Королева Психов
Шрифт:
– Какая ещё бабочка?! Всё выдумываешь. Вон, она на стене сидит! Бей её, бей!!
Раздавленный моим пальцем мотылёк оставляет на грязных жёлтых обоях маленькое серебряное пятнышко.
– Почему выдумываю?.. Можно же предположить, что всю свою жизнь человек неосознанно плетёт свой кокон… Плетёт лишь ради нескольких мгновений этого полёта, а в конце, превратившись в мотылька, человек видит свет и летит на него, летит, отчаянно работая крылышками, думая, что там его спасение. Но на самом деле… именно там всё и заканчивается. И ничего больше нет.
– Как твоя голова? – мама доела суп и теперь сидит напротив меня со скорбным лицом, поджав губы и положив перед собой на клеёнку обе руки.
– Болит.
– К врачу скоро пойдём. Сколько можно твоего дурака-отца слушать… На среду записала тебя.
– Ма, а что, если не полететь на свет? Просто взять и не полететь?
– Что за чепуху ты болтаешь? Какой ещё свет?
– Ну, в конце. Мне папа дал мне одну книжку. Про людей, которые умирали… Там все говорят про свет. Что будет, если не полететь?

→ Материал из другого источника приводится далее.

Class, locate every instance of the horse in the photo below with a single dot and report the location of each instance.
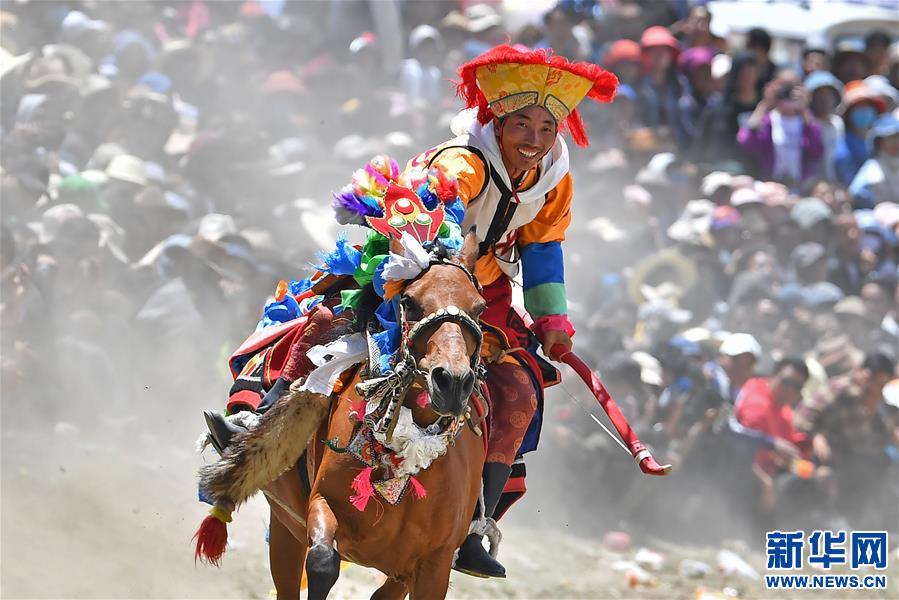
(414, 541)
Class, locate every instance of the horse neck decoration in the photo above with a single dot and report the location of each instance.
(417, 410)
(412, 542)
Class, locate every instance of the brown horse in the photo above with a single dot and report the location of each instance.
(414, 541)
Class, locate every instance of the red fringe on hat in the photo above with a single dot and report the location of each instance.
(605, 84)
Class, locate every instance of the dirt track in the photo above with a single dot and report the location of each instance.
(83, 518)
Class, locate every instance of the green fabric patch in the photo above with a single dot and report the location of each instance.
(350, 298)
(546, 299)
(374, 252)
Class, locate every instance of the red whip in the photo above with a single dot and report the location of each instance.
(637, 449)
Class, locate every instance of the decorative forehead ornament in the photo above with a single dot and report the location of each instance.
(404, 212)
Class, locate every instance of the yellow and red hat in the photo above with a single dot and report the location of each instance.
(506, 79)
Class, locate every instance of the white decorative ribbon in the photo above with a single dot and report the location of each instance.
(332, 360)
(414, 260)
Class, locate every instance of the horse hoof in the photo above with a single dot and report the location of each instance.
(322, 569)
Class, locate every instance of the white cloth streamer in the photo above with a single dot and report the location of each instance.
(414, 260)
(344, 352)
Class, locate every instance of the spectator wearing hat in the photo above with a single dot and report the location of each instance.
(782, 134)
(758, 41)
(846, 268)
(850, 62)
(559, 24)
(884, 90)
(738, 101)
(623, 58)
(878, 178)
(814, 59)
(661, 86)
(809, 263)
(851, 429)
(826, 92)
(859, 109)
(877, 46)
(879, 304)
(738, 356)
(765, 405)
(699, 103)
(815, 220)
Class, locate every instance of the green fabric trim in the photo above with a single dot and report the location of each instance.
(546, 299)
(374, 252)
(366, 271)
(350, 298)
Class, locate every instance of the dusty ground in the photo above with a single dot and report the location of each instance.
(83, 518)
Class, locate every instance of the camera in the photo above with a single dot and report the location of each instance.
(785, 93)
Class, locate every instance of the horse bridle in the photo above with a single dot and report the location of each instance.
(449, 314)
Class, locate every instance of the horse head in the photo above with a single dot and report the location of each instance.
(442, 307)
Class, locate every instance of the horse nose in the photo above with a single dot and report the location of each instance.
(451, 390)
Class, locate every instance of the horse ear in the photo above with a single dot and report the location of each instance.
(468, 255)
(396, 246)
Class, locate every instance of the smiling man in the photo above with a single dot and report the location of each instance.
(511, 165)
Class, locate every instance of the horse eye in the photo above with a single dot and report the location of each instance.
(413, 310)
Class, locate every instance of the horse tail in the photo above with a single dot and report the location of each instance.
(212, 536)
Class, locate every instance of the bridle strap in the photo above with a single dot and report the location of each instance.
(449, 263)
(450, 314)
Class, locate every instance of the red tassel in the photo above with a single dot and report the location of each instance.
(357, 410)
(418, 489)
(363, 488)
(576, 128)
(212, 537)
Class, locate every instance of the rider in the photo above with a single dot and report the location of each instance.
(513, 176)
(512, 172)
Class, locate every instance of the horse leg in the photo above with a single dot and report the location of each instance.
(285, 555)
(322, 560)
(431, 578)
(391, 590)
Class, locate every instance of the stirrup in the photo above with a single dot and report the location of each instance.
(221, 430)
(473, 559)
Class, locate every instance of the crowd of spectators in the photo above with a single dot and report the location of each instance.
(732, 265)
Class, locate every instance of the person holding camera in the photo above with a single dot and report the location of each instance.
(782, 133)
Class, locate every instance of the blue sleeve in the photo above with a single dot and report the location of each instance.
(542, 262)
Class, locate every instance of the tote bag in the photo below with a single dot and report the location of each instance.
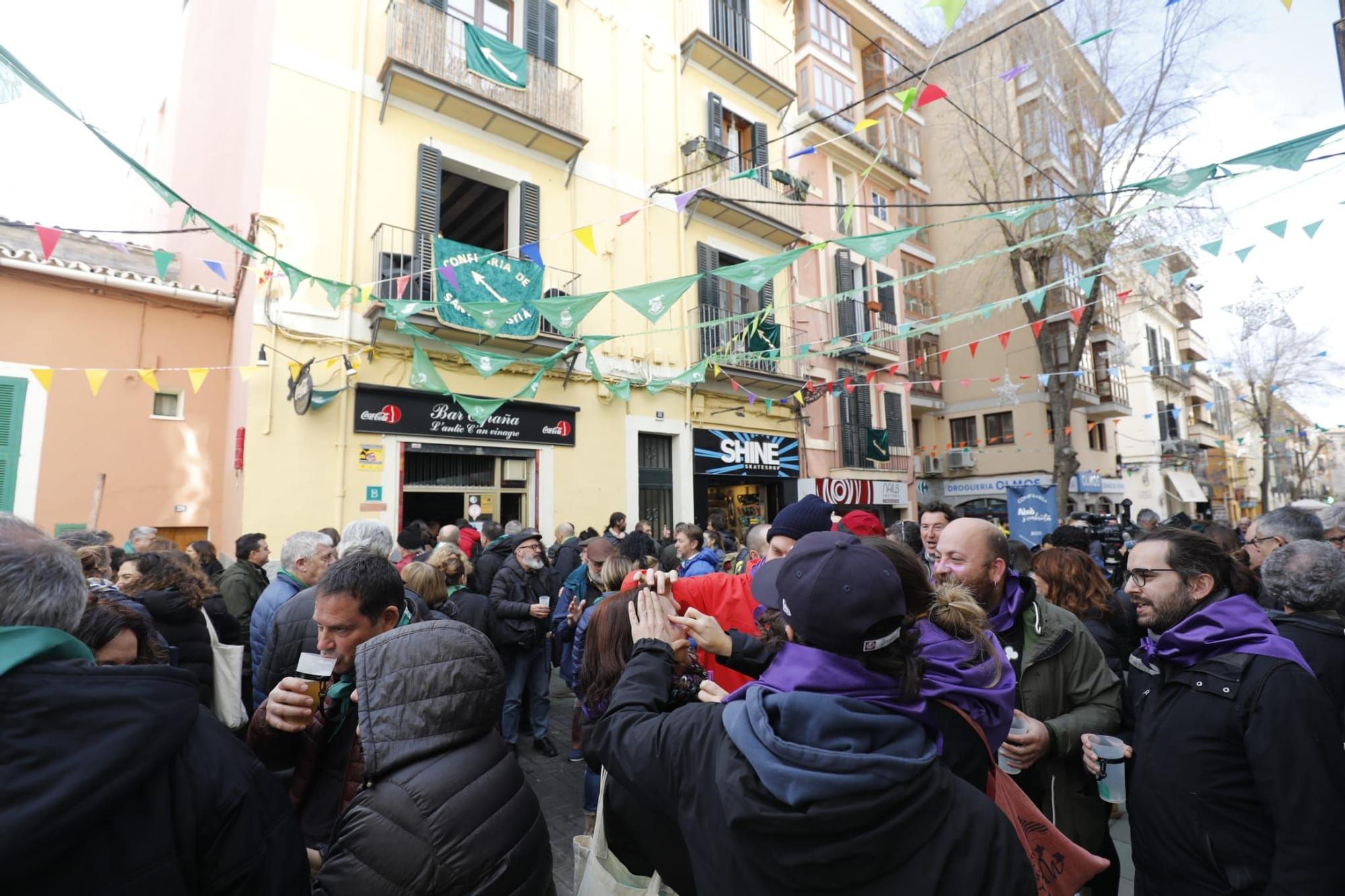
(598, 872)
(1061, 865)
(228, 702)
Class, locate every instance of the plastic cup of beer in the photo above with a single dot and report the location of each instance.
(1112, 786)
(317, 670)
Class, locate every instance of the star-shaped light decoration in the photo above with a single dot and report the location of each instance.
(1008, 389)
(1264, 309)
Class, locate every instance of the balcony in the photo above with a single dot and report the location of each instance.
(743, 204)
(734, 48)
(397, 255)
(427, 65)
(1192, 345)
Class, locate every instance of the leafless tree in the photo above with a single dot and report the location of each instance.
(1272, 369)
(1114, 115)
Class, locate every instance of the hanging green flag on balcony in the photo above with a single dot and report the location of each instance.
(876, 446)
(494, 58)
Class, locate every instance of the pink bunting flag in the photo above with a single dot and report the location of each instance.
(49, 237)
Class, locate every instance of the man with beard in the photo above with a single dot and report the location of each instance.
(1235, 766)
(1065, 686)
(521, 616)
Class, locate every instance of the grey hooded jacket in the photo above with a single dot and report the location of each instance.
(447, 809)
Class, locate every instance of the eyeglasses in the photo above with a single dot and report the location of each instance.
(1143, 576)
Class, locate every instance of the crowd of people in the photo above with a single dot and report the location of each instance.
(814, 704)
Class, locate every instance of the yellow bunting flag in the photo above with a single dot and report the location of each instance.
(96, 378)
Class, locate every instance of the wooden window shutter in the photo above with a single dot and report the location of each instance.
(715, 126)
(13, 393)
(849, 323)
(761, 153)
(529, 213)
(896, 430)
(430, 181)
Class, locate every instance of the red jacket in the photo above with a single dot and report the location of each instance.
(730, 600)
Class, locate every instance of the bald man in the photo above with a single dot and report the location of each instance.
(1065, 686)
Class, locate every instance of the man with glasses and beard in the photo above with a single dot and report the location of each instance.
(1235, 766)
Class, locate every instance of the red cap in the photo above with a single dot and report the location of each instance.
(861, 524)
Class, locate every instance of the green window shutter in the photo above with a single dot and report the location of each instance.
(13, 393)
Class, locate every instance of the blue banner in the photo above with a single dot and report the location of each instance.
(1032, 513)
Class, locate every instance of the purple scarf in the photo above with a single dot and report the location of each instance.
(1222, 626)
(809, 669)
(950, 676)
(1011, 607)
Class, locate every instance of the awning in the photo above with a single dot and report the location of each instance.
(1186, 486)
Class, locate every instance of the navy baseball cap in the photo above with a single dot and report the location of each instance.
(833, 591)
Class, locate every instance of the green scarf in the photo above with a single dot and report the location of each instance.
(338, 694)
(22, 645)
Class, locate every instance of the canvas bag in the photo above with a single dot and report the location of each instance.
(228, 702)
(1059, 864)
(598, 872)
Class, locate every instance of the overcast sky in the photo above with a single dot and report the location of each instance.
(1280, 72)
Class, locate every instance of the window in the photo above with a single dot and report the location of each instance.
(964, 432)
(880, 206)
(1000, 428)
(829, 32)
(496, 17)
(167, 405)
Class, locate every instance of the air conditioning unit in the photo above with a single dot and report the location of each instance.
(961, 459)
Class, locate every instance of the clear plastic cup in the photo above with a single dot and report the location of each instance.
(1017, 727)
(1112, 784)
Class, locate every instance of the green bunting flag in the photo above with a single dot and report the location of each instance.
(479, 409)
(657, 299)
(486, 362)
(423, 372)
(492, 315)
(876, 446)
(876, 247)
(757, 274)
(494, 58)
(1178, 185)
(566, 313)
(1291, 155)
(162, 260)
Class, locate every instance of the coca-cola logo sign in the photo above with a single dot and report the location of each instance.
(387, 409)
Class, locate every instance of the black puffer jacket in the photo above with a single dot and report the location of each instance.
(294, 631)
(128, 784)
(447, 809)
(184, 627)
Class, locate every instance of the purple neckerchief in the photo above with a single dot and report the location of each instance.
(1234, 624)
(818, 671)
(952, 674)
(1004, 616)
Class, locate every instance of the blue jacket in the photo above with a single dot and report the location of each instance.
(280, 589)
(701, 564)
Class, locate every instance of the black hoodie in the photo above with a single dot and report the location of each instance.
(118, 780)
(923, 830)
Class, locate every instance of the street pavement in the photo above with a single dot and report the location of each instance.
(560, 787)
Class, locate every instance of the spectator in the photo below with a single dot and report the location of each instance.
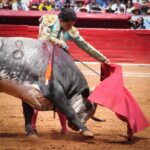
(129, 7)
(80, 6)
(45, 6)
(118, 7)
(6, 4)
(59, 4)
(143, 4)
(138, 23)
(102, 3)
(93, 7)
(135, 11)
(19, 5)
(34, 4)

– Твой папа – дурак, запомни это. Дурак и кобель. И шизофреник.
– Почему «кобель»?
– Все мужики кобели, потому что. Мужичьё поганое. Запомни. Никому верить нельзя. Он и тебя не хотел. Велел мне аборт сделать, а я не пошла. Два раза меня кипятком обливал. Так и говорил: «Мне щенков не нужно!» А я всё равно тебя родила.
– А зачем… родила?
– Назло ему родила, кобелю. Для себя.
– Как это?..
– Спасибо скажи!
Я встаю и ухожу в свою комнату, прихватив со стола кусок чёрного хлеба. В комнате темно. Я не включаю свет. Я скидываю с себя всю одежду, ложусь на диван и закрываю глаза. Мне кажется, что по мне ползают черви.
– Если бабочка не летит на свет, то она уже не бабочка.
Его тихий спокойный голос я безошибочно узнаю из тысячи.
Голос в моей голове.
– Деда?..
Глава 3
Мои голоса.
Я точно помню день, когда начала их слышать.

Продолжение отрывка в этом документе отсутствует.